Categories: HOW TO KEEP THE SKIN HEALTHY
Sources: A Handbook Of Health

How We Tell Things from Touch, and Feel Heat and Cold and Pain. Last

of all, the skin is the principal organ of the sense of touch, and also

of the temperature sense--the sense of heat and cold--and of the sense

that feels pain. All these feelings are attended to by little bulbs

lying in the deeper part of the skin and forming the tips of tiny nerve

twigs,[20] which run inward to join larger nerve branches and finally

each the spinal cord. There are millions of these little bulbs

scattered all over the surface of the skin, but they are very much

thicker and more numerous in some parts than in others; and that is why,

as you have often noticed, certain parts of the skin are more sensitive

than others. They are thickest, for instance, on the tips of our fingers

and on our lips, and fewest over the back of the neck and shoulders,

and across the lower part of the hips.[21]

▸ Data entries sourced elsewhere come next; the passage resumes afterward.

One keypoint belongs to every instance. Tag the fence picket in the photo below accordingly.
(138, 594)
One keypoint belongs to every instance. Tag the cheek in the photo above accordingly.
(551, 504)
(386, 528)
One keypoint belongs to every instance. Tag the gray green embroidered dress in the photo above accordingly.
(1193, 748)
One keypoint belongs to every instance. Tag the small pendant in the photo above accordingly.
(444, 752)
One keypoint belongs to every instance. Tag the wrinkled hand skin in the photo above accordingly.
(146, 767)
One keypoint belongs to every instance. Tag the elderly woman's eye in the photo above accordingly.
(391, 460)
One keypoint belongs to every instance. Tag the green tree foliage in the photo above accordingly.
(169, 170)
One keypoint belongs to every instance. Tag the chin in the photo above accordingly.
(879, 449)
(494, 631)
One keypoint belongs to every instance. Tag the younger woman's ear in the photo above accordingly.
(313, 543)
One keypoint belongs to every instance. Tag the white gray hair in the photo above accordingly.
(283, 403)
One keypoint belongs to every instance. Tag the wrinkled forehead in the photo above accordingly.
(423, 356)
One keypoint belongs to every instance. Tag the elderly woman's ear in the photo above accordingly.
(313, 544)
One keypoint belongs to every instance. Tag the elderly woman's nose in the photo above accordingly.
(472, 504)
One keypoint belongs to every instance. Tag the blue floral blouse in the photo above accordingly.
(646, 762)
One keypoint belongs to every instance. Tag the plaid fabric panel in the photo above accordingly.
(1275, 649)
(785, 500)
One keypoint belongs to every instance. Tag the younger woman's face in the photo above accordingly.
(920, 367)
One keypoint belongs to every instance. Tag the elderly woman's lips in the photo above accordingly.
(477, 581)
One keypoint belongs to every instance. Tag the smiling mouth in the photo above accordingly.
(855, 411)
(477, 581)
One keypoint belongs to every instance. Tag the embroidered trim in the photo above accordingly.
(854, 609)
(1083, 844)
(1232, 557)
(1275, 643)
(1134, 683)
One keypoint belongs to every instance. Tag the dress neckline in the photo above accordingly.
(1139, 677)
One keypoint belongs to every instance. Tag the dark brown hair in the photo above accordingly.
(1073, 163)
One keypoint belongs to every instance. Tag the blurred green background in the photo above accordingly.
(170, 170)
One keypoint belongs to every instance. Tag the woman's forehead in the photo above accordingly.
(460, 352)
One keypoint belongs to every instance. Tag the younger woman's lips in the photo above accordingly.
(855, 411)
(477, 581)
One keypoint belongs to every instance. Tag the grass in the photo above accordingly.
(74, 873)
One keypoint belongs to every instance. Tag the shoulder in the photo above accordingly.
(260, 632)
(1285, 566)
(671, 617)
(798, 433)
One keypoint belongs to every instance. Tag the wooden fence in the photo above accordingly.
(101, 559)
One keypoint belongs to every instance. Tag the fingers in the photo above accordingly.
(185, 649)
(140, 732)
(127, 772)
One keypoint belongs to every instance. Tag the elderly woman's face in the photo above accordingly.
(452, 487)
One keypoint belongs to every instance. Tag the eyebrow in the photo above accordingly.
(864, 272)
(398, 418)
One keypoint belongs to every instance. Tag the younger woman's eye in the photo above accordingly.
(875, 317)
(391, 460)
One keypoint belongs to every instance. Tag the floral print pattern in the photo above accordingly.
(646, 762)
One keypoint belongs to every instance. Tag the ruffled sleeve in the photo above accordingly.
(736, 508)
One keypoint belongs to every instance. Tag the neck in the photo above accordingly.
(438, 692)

For a long time, it was supposed that all these little nerve-bulbs in

the skin did the same kind of work, because they looked, under the

microscope, exactly alike; but it was found that they divide the work up

among them, so that some of them give their entire attention to heat,

and others to cold, others to touch, and others again to pain. So

carefully has the work been mapped out among them that they report to

different centres in the brain and spinal cord, so that we now

understand why, in diseases which happen to attack one or other of these

centres, we may lose our sense of heat and cold, as in that terrible

disease, leprosy; or our sense of touch, as in paralysis; or we may

even, in some very rare cases, lose our sense of pain, and yet have all

our other senses perfect.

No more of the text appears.